First, there is a movement to automate the construction of models required to do the analyses, along with a layering of analysis techniques, to make such analysis easier to perform and use. Ultimately, the user wants to provide only the code to be analyzed and get responses indicating real flaws, not false warnings. Exploration into the combination of analyses and maintaining dependencies to reduce recomputation are still rather immature.

Second, collection of the various kinds of analyses into a coherent analysis set is necessary to gain confidence in the system as a whole. We need to have verification that buffer overflows and print vulnerabilities do not take place. Also, verify that proper authorization takes place along all paths before a high degree of confidence in the code is possible. Thus, the myriad of analysis approaches must be collected into a coherent tool. Ultimately, any redundant effort must be eliminated to improve usability (e.g., use of a common model through the various tools) and performance (avoiding recomputation of the same results).

Third, improvements to the analysis techniques themselves will have obvious effects on this approach. Fine-grained control / data flow analyses have a well-deserved reputation for being slow, have substantial RAM requirements, and are too "conservative". To make these tools practical for everyday use and incorporate them into regular development use, the recognized limitations need to be addressed. This includes developing algorithms for incremental analysis based on previously analyzed libraries / components. For example, the Java runtime, middleware code and the C/C++ runtime libraries could be pre-analyzed for its essential control / data flow / security. Application code can then be analyzed relative to the previously computed results. Nonessential parts of the control / data flows for the analysis being performed could be omitted in the application code analysis. This results in less computation and a smaller memory footprint.

Even with faster analyses, the current large-scale analyses are based on a path-insensitive analysis algorithm. Though often sufficient for many analyses, it is conservative. Stronger analyses based on path-sensitive analysis are desirable to reduce the conservativeness, resulting in fewer false positives. Since the analysis results are currently targeted towards people performing security or software engineering tasks, false positives are time consuming to track down and refute. They also reduce the user's confidence in the robustness of the tool. Making path sensitive analysis time / space efficient is going to be a challenge.

Ultimately, the confidence we have in an analysis of code for security and / or privacy issues is constrained by the models constructed and the verification techniques employed. As the theoretical and practical techniques progress, we will be able to expand the scope of what we are able to analyze and increase our confidence level. An area of research is the interaction between components written and modelled using separate tools, such as modelling of Java code callling C/C++ "native" methods, interactions of Perl script with the underlying operating system, operating system calls into assembly language-based device drivers, etc.

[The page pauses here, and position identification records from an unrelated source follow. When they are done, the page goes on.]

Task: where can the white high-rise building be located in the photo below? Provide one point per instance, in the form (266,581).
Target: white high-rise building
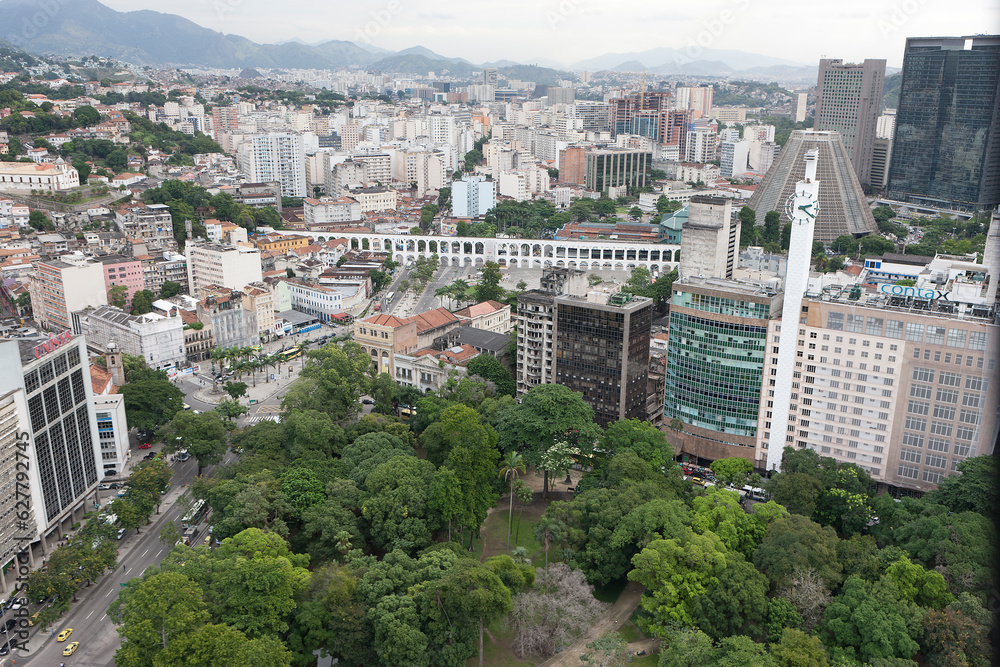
(885,125)
(733,157)
(275,157)
(227,266)
(46,402)
(700,145)
(801,209)
(473,196)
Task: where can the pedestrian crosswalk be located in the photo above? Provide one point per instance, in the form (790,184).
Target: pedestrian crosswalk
(255,419)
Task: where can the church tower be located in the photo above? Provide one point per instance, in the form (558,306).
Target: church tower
(116,364)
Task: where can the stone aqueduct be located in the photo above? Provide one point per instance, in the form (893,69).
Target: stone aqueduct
(531,253)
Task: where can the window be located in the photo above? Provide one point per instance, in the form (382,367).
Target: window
(941,428)
(963,449)
(938,445)
(971,400)
(935,461)
(932,477)
(969,416)
(950,379)
(976,383)
(935,335)
(944,412)
(977,340)
(947,396)
(965,433)
(914,332)
(956,338)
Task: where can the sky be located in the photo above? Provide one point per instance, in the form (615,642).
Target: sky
(568,31)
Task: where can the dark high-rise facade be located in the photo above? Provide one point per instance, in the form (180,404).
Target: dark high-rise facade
(602,351)
(946,148)
(617,168)
(849,100)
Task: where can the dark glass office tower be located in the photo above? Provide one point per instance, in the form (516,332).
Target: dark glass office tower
(602,351)
(946,151)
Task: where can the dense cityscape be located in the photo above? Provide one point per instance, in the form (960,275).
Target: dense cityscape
(295,338)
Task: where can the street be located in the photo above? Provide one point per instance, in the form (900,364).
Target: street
(88,617)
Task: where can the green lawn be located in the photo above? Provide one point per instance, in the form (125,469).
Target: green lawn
(522,534)
(630,633)
(498,654)
(609,592)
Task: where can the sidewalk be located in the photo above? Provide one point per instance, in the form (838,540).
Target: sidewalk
(266,388)
(129,543)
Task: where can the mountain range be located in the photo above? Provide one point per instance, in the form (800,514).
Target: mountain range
(145,37)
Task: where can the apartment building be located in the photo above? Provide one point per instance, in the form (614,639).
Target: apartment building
(149,223)
(158,339)
(51,388)
(382,337)
(488,316)
(216,264)
(58,288)
(602,351)
(232,321)
(327,209)
(277,157)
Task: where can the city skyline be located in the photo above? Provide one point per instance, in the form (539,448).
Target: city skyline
(566,31)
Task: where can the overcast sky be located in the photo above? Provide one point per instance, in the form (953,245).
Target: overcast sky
(572,30)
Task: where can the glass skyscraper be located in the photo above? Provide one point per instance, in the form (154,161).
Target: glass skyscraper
(946,151)
(715,359)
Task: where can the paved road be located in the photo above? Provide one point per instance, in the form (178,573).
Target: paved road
(96,633)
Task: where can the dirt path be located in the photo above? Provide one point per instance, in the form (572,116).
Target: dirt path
(607,624)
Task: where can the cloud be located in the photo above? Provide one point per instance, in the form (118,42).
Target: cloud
(521,30)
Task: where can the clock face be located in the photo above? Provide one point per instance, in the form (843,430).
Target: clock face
(804,201)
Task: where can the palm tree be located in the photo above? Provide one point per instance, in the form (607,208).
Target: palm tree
(513,465)
(548,530)
(302,352)
(443,292)
(217,356)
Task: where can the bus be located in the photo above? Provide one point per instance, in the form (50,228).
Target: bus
(196,513)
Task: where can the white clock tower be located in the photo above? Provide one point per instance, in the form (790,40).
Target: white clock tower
(801,209)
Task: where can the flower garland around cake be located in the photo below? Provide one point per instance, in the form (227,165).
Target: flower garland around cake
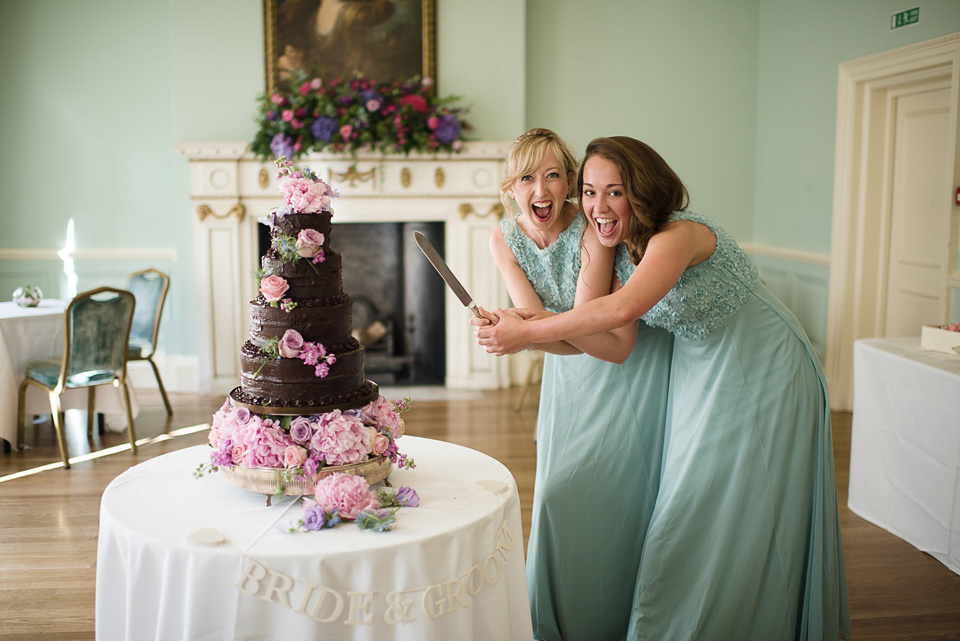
(344,115)
(299,447)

Part of the research is in the integration of component specifications (through formal methods or via automated tools) with verifications of how component interact with one another.

The initial successes in the use of static analysis for security are promising. There is an intuition that the same techniques can be applied to issues in the privacy arena. The use of static analysis for security beyond the traditional type-safety issues has gained traction both in academia and in the security world at large. Part of this is motivated by a shift in the programming languages community to broaden their focus to investigate non-compilation / optimization issues. Security is perceived to be an interesting area of research. In addition, the current state of programming languages technologies appears to be maturing to the point that the algorithms can start to be applied to real-world security issues.